Le musée de la Défense aérienne de Bagotville raconte l’histoire de l’aviation militaire canadienne et présente de nombreux objets historiques.

Découvrir l’histoire de la Défense aérienne

CHRONIQUE / Chose promise chose due, j’ai visité le musée de la Défense aérienne de Bagotville. À l’occasion du spectacle aérien, c’est une bonne occasion pour vous de faire ce que j’ai fait, une heure de visite intéressante qui permet d’en apprendre beaucoup sur l’histoire de l’aviation canadienne et sur la Base militaire de Bagotville.

Je vous suggère la visite guidée, car les préposés ont de petites anecdotes qui agrémentent la visite. Se faire raconter les débuts de l’aviation canadienne nous révèle des choses étonnantes. On apprend notamment que lors de la Première Guerre mondiale, les pilotes de chasse ne portaient pas de parachute à bord de leur avion. Les stratèges militaires craignaient que les pilotes abandonnent leur avion en sautant en parachute dès qu’ils arriveraient dans une zone de danger, pour sauver leur vie.

Tirer dans l’hélice

En 1914, les avions de chasse étaient équipés de mitraillettes, mais les pilotes devaient quitter leur poste de pilotage pour tirer alors que l’avion piquait vers le sol. Ils ont donc modifié les avions en installant les armes automatiques devant le pilote, mais les balles frappaient l’hélice en avant de l’appareil, ce qui a causé la mort de plusieurs pilotes.

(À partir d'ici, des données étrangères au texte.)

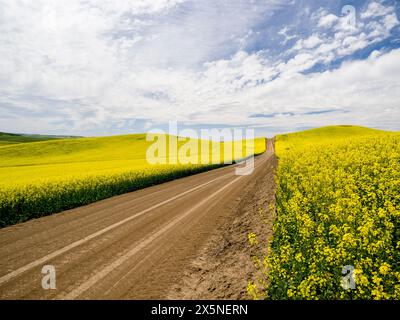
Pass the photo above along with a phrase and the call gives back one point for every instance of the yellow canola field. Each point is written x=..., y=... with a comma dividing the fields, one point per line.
x=41, y=178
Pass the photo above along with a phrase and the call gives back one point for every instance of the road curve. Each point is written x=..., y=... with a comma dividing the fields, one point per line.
x=131, y=246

Nos génies de la guerre ont donc décidé d’installer des hélices en métal, mais les balles rebondissaient sur le cockpit ouvert, ce qui a encore là causé la mort de nombreux pilotes. Un de ces appareils s’est retrouvé en Allemagne et les ingénieurs ennemis ont repris le concept en synchronisant le tir des balles entre les tours d’hélice. Un avion allemand s’est écrasé en sol canadien et nos génies de l’air ont repris le concept, ce qui a enfin permis de sauver la vie de plusieurs pilotes. C’est alors que votre guide vous informe que l’espérance de vie d’un pilote de chasse en 1914 était de 11 jours, après son premier vol.

Il y a des images marquantes montrant des pilotes de chasse qui laissent tomber des bombes avec leurs mains par-dessus bord, alors qu’ils portent un simple casque de cuir et des lunettes d’aviateurs. On peut y découvrir des anecdotes sur des as de l’aviation qui ont accompli des actes héroïques lors d’attaques d’avion de chasse.

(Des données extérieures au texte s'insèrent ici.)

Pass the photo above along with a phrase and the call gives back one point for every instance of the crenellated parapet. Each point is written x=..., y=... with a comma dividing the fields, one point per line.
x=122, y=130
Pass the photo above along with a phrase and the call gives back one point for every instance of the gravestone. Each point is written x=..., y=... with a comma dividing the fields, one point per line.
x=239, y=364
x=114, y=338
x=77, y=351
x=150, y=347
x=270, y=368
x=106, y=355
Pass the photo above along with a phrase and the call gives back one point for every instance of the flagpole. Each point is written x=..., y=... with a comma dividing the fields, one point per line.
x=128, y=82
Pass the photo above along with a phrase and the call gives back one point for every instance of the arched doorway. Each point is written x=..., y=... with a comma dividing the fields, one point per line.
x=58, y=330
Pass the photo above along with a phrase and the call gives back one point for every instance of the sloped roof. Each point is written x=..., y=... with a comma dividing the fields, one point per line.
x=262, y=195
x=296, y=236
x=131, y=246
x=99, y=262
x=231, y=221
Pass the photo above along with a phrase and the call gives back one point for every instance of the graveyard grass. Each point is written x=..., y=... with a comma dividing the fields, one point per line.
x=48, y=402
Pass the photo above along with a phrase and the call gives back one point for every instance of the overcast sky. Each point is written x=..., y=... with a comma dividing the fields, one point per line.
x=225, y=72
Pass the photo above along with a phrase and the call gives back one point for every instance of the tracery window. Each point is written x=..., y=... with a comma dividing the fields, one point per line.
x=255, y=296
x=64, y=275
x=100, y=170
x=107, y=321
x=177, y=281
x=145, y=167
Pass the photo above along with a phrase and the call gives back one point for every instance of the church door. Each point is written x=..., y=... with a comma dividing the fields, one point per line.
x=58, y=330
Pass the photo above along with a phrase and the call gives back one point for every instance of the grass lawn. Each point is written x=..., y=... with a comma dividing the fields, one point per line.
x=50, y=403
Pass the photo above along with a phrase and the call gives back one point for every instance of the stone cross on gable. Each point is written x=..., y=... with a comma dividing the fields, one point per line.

Des avions pour protéger Alcan

Lors de la Deuxième Guerre mondiale, les pilotes ont eu la permission de porter des parachutes et l’aviation a grandement progressé. On apprend aussi que la base de Bagotville a été construite en 1942 pour protéger l’aluminerie Alcan d’Arvida et les barrages hydro-électriques d’Isle-Maligne, de Chute-à-Caron et de Shipshaw. À cette époque, Alcan produisait 80 % de l’aluminium canadien et 20 % de l’aluminium mondial, un métal très utilisé pour la construction d’avions militaires. La Grande-Bretagne craignait qu’un raid aérien des Allemands ou que des actes de sabotages freinent la production d’aluminium.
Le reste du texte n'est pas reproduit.